Back (for now)
Thu, 3 Jul 1997 12:00:53 +0000 (GMT)
Steve Brenner wrote,
> Dear Steve,
> Thanks for your detailed thoughts about the relationships between
> modules for 2D and 3D structure. [My comments deal with your overall
> design; I agree with all the issues, so I haven't repeated the text.]
> I like the general outline; I think I agree with you that 2D structure
> is a module which should somehow be applicable to both 3D and 1D
> structure. One consideration is that every (modern) 3D protein structure
> has a known 1D structure (i.e., sequence). So, perhaps an easy way to
> impelement all of this would be that a 3D-structure has a 1D-structure,
> and a 1D-structure has a 2D structure.
Sounds very elegant !
> I use 'has a,' as one sort of relationship, though I haven't figured out
> if that is best. Comments appreciated! One reason for this approach is
> that 1D-structure and 2D-structure are both discrete and linear.
actually, 2D-structure of RNA may be non-linear -- it can have
pseudo-knots, etc. But that info could be stored extra.

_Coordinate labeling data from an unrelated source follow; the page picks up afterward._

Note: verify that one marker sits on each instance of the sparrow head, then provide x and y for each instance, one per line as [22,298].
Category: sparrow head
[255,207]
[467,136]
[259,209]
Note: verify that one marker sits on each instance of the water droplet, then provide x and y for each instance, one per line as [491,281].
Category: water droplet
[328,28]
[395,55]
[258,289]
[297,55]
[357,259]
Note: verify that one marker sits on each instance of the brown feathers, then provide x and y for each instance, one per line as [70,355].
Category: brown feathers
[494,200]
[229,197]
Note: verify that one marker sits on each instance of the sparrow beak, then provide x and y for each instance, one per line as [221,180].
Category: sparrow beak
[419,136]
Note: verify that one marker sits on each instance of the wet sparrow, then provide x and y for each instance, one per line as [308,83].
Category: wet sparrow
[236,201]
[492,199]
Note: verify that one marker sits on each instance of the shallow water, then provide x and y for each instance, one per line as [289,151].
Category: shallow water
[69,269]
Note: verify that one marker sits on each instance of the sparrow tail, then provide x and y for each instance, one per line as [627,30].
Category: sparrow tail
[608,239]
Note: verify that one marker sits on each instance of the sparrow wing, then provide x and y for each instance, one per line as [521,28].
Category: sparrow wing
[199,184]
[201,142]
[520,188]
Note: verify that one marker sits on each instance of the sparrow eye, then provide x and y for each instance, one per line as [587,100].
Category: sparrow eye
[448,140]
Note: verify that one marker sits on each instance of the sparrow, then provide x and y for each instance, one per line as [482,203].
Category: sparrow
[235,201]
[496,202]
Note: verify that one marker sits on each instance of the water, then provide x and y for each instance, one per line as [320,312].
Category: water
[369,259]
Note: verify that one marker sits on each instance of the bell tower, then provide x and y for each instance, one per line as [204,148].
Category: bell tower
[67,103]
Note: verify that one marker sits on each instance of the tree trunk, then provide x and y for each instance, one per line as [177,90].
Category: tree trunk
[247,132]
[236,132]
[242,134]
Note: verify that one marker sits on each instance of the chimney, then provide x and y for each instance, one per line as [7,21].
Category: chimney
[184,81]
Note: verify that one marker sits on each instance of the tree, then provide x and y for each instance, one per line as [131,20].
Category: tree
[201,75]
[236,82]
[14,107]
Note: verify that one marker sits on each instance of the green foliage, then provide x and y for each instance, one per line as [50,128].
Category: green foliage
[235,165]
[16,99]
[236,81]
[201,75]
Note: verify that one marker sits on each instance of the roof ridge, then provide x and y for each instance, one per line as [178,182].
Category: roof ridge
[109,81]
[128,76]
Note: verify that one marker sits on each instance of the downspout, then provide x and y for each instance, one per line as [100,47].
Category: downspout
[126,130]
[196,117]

> 3D-structure is neither; any atom can be in any place (though there are
> obviously some correlations), and the atomic geometry is not a linear. So,
> 2D-structure more neatly maps onto 1D-structure; since we do need to link
> the 1D and 3D strucutre, we might as well use that link to get to the 2D
> as well.
> I like your thoughts about folds (e.g., 4-helix-bundle), as a
> description of the 3D structure; I had not previously considered this.
> However, these describe a domain as a whole rather than any particular
> details of either the secondary or tertiary structure. Perhaps we should
> have a DomainDescription module which is sort of like the 2D-structure
> module. Where 2D-structure contains secondary structure elements,
> DomainDescriptions have folds. A tricky caveat here is that folds can be
> discontinuous in sequence.
> > However, there's one case where I can see some overlap between 3D and 2D
> > structural issues: circular dichroism (CD) experiments. Using CD you can
> > estimate the overall percentage of helix, sheet, and coil in a protein
> I think that these data are not archived anywhere and are basically not
> much trusted. They can be useful and we should keep the possibility of
> using them open. However, I don't think that they are of sufficient
> import that they should play a large role in building the hierarchy.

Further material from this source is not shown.